Code 45’s famous snakes and ducks crest derives in part from this excerpt from a 1978 Navy Court of Military Review opinion:

In this connection, in United States v. Rivera, 6 M.J. 535 (N.C.M.R.1978), we expressed concern that a number of military lawyers appear relatively indifferent to the perpetuation of traditional military terminology, practices and procedures. Many have certainly taken to so-called “civilianization” of the United States military justice system like ducks to water. Yet the truth of the matter appears to be that this timorous and undisciplined spirit of conformism may be fraught with some serious problems.
United States v. Jones, 7 M.J. 806, 808 (N.C.M.R. 1979).
The Rivera decision cited by Jones (both of which were written by Senior Judge Dunbar), included this discussion of military justice terminology:
“Civilianization” of the military justice system is no mere bubble blown out of a legal pipe dream. Records of trial reveal that even our military judges, along with the High Court, often refer to a duly constituted military membership court as “the jury”. And only recently this Court considered an assignment of error wherein it was asserted that the accused was denied a fair trial because the “jury” that tried him was not composed of 12 members. Apparently, we seem to be entering a period where we are using the same terms with different meanings.
United States v. Rivera, 6 M.J. 535, 537 n.3 (N.C.M.R. 1978).
Court-martial panels aren’t juries.  If they were, they couldn’t have only five members or reach non-unanimous verdicts when they have six members.  Ballew v. Georgia, 435 U.S. 223 (1978); Burch v. Louisiana, 441 U.S. 130 (1979).  The Supreme Court has repeatedly stated that the Sixth Amendment right to trial by jury doesn’t apply to courts-martial.  See, e.g., Whelchel v. McDonald, 340 U.S. 122, 127 (1950) (“The right to trial by jury guaranteed by the Sixth Amendment is not applicable to trials by courts-martial or military commissions.”).
All of that went through my mind this past week when I first noticed what was written on a sign I’d walked by hundreds of times since my office moved to Joint Base Andrews last year.  Here is the sign on the deliberation room at the Andrews trial courtroom:
That isn’t the only sign at the trial courtroom complex that abandons standard military justice nomenclature.  Here’s another:
And how does the signage refer to the defense counsel?  I don’t know; there didn’t seem to be a room reserved for one of them.

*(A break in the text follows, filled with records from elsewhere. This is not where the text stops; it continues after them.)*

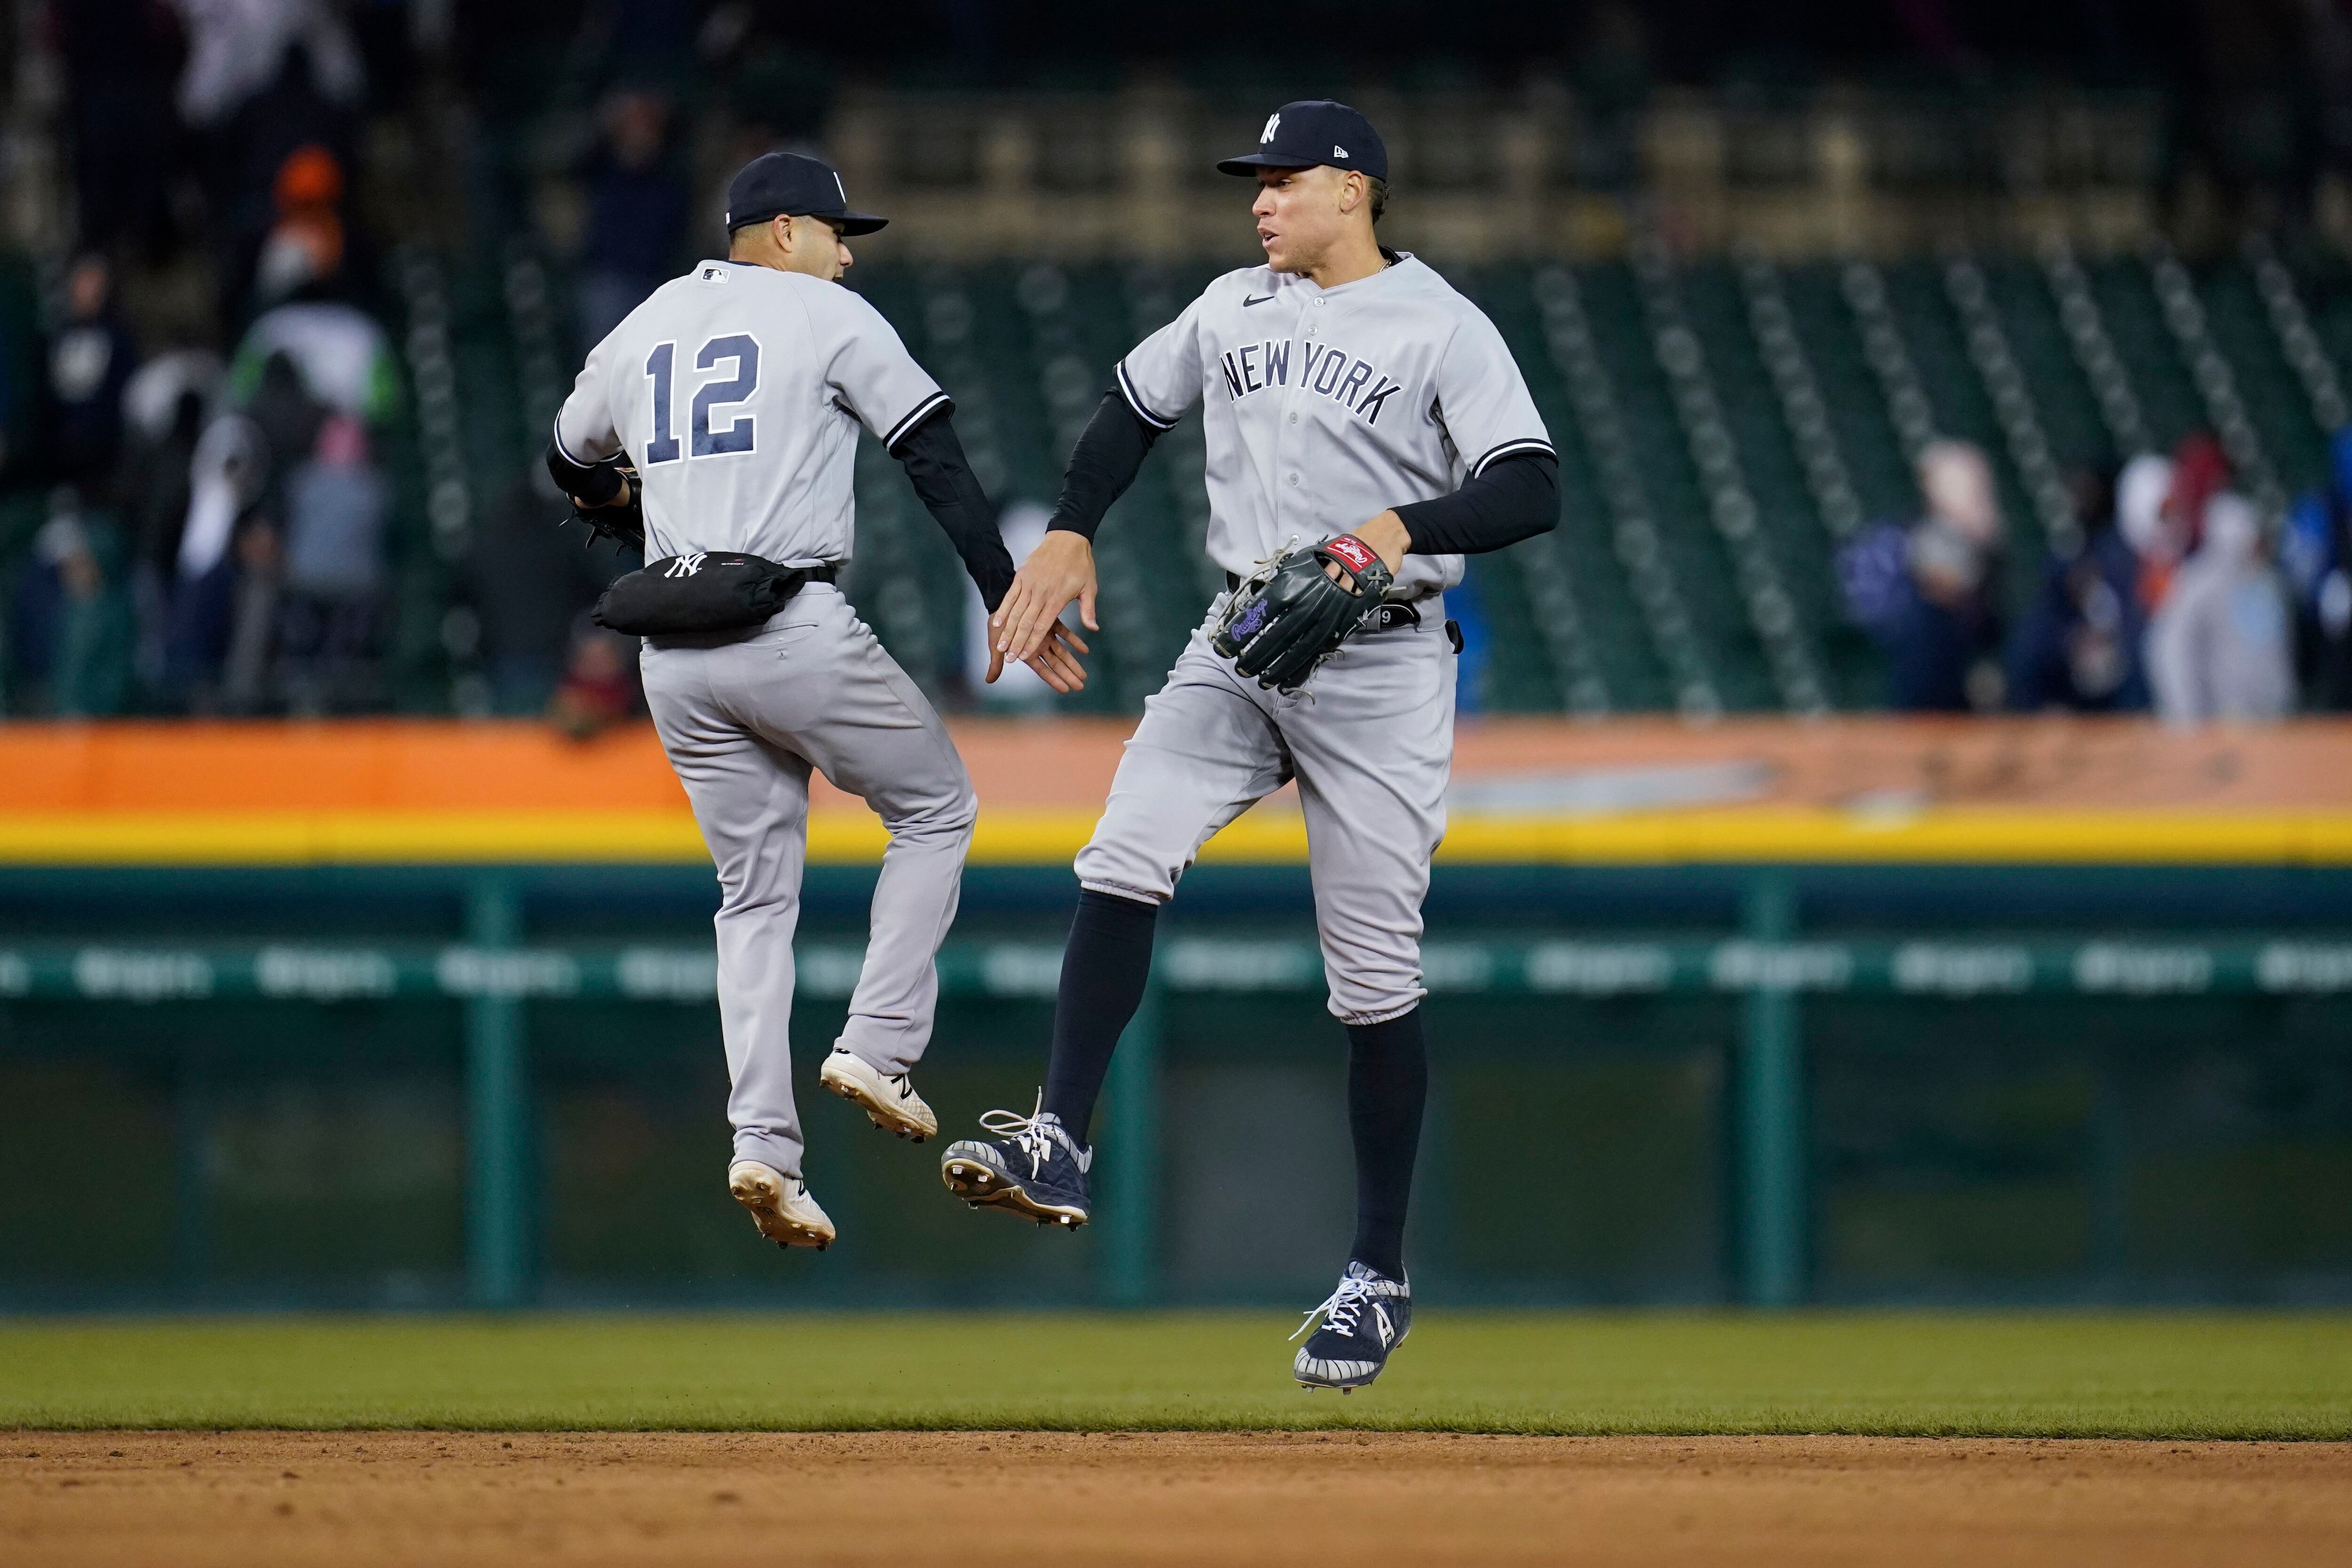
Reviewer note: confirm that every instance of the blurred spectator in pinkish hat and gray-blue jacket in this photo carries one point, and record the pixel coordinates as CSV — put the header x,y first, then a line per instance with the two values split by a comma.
x,y
333,568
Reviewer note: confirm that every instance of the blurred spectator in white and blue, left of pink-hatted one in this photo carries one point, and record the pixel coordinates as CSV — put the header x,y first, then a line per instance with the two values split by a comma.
x,y
227,483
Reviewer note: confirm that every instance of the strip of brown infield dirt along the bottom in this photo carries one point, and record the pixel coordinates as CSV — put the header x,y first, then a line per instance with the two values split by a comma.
x,y
1041,1499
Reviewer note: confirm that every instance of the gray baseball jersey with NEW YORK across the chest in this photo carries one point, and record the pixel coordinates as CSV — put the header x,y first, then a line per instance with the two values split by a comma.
x,y
1325,408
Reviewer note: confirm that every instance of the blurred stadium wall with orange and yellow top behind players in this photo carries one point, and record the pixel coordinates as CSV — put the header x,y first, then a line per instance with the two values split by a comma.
x,y
420,1014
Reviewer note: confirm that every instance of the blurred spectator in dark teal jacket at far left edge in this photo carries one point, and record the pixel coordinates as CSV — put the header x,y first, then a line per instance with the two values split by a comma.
x,y
72,617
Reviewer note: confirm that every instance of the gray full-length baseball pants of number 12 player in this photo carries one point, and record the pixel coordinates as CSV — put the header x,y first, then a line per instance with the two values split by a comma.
x,y
744,718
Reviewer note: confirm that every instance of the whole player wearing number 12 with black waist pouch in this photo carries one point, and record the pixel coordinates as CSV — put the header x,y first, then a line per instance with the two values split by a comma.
x,y
726,415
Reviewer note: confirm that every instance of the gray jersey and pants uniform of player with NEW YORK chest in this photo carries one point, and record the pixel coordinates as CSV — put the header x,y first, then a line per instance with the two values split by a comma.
x,y
1325,408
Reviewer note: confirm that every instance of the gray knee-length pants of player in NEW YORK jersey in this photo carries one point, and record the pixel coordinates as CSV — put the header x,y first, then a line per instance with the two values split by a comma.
x,y
1370,744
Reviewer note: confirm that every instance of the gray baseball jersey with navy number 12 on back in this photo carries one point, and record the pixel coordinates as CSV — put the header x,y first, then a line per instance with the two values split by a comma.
x,y
740,394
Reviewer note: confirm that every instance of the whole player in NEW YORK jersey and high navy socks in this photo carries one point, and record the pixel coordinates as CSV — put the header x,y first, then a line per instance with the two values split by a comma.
x,y
1365,429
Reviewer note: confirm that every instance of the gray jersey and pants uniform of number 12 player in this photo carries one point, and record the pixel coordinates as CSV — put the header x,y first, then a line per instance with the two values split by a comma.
x,y
737,391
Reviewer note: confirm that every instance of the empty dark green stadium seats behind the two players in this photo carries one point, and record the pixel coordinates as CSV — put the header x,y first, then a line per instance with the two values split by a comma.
x,y
1723,427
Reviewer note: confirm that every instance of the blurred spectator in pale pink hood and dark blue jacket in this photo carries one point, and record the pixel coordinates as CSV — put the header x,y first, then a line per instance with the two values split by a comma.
x,y
1932,594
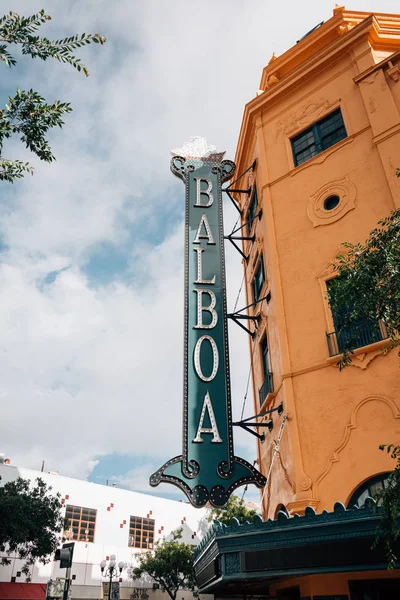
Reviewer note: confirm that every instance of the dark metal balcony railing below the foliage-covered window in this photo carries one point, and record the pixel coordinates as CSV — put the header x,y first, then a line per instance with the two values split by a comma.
x,y
364,334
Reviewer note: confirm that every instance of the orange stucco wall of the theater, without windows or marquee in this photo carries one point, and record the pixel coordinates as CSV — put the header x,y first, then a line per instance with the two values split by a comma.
x,y
335,420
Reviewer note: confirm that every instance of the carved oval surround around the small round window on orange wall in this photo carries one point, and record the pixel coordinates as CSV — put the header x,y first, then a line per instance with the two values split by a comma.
x,y
316,211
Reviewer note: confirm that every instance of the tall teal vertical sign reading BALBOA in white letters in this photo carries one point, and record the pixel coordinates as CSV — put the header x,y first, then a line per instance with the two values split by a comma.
x,y
207,470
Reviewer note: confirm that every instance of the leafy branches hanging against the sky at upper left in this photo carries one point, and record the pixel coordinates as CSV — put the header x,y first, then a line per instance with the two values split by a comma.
x,y
27,114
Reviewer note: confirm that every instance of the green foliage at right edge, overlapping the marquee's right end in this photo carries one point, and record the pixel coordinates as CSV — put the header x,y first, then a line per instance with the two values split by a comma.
x,y
389,501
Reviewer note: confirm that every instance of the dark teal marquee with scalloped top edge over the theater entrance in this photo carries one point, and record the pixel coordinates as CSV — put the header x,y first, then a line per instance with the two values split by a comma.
x,y
253,554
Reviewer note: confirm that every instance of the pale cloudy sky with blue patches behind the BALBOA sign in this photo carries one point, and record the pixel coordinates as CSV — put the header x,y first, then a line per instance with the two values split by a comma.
x,y
91,246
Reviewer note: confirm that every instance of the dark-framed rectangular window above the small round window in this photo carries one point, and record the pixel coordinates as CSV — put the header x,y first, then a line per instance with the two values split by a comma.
x,y
320,136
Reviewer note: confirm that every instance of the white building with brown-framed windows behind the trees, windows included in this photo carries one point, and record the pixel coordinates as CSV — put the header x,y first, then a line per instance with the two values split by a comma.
x,y
103,520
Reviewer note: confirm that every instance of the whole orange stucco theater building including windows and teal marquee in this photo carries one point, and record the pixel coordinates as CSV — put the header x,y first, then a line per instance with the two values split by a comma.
x,y
324,130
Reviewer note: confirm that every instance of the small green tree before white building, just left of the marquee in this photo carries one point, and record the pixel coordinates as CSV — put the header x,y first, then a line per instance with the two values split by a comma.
x,y
170,565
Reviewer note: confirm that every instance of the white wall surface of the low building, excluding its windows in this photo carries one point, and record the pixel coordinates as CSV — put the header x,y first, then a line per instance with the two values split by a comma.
x,y
114,506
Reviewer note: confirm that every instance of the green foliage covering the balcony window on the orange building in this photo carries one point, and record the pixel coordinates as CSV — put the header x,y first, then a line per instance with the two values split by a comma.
x,y
368,285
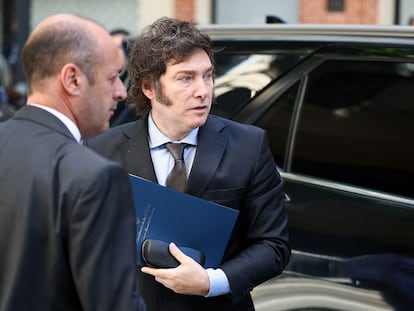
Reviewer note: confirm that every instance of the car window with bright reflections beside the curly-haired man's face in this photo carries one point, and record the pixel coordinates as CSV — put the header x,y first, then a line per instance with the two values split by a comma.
x,y
239,77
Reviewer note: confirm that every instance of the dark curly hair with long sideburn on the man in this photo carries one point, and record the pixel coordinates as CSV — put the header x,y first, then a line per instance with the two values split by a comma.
x,y
166,40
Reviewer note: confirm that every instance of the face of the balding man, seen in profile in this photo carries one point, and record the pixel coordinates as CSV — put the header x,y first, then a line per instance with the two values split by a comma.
x,y
100,98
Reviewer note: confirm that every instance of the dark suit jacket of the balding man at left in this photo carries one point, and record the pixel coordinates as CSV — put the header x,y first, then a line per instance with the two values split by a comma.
x,y
67,237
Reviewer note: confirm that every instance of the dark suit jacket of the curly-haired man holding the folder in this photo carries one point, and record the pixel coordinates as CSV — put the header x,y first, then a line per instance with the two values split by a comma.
x,y
233,166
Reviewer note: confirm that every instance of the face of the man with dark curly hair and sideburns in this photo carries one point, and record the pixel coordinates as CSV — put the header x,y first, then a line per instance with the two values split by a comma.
x,y
184,100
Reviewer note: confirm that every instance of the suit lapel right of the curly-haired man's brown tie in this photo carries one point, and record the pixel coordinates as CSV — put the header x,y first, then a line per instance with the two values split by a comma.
x,y
210,149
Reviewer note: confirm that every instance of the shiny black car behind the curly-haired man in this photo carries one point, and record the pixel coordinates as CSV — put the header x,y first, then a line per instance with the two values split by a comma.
x,y
338,105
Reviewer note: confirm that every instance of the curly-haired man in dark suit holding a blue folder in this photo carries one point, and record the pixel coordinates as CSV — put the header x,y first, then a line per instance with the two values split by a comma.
x,y
171,70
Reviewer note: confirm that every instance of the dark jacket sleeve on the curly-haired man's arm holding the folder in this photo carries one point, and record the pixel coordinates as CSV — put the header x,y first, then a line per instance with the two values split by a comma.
x,y
265,249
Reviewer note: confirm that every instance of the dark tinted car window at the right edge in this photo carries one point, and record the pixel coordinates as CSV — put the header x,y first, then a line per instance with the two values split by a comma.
x,y
356,125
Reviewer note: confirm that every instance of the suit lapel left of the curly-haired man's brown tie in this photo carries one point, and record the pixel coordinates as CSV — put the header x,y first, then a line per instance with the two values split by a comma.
x,y
135,151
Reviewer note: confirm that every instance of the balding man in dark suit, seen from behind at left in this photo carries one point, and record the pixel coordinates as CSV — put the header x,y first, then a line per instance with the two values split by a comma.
x,y
67,221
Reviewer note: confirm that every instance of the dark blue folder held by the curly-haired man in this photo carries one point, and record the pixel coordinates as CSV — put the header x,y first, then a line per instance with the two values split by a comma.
x,y
166,214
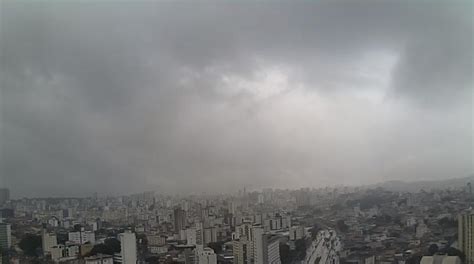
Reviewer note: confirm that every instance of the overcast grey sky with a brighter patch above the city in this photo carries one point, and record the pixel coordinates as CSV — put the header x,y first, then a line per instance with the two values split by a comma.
x,y
117,97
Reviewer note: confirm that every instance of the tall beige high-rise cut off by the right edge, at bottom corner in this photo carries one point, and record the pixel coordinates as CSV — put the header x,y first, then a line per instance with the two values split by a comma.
x,y
466,235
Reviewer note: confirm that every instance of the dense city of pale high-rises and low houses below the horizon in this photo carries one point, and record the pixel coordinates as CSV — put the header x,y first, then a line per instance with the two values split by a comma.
x,y
337,225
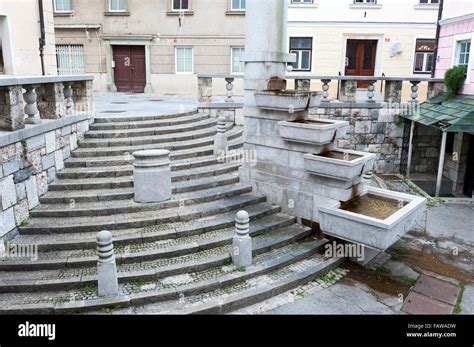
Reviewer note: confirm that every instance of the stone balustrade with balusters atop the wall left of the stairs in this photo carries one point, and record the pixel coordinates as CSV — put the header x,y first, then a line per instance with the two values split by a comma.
x,y
27,100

3 Responses to “Signs of civilianization?”

  1. Peter E. Brownback III says:


        It’s good to see you settling into curmudgeonhood.  I had my doubts, but this rant clearly shows that you are working hard at becoming a grumpy old man (like Keith).

        However, until you can wax poetic like the NMCMR judge back in the 60’s/70’s (I forget the name and the case.) who wrote in an opinion something to the effect of “Our superior court is steering the ship of military justice into shoal waters at flank speed”, you just need to keep on practicing.


  2. Brian Mizer says:

    I believe Judge Brownback may be speaking of Jones. 

    “Some do not find it difficult to liken present military justice to a warship proceeding at flank speed along the coast of San Diego, off course in thick fog, with no one on the bridge, helm or engine order telegraph.”  7 M.J. 812.

    Senior Judge Dunbar liked this metaphor so much he used it again four months later in his dissenting opinion in U.S. v. Brinkley, 7 M.J. 588 (N-M. Ct. Mil. Rev. 1978), 

    “Again, we seem to be sailing at flank speed, in thick fog, with no one on the bridge or helm.”

  3. Weirick says:

    Were you walking down the passageway to the gedunk to get some pogey pait?  
    When reading Rivera I found myself thinking “Lighten up, Francis.”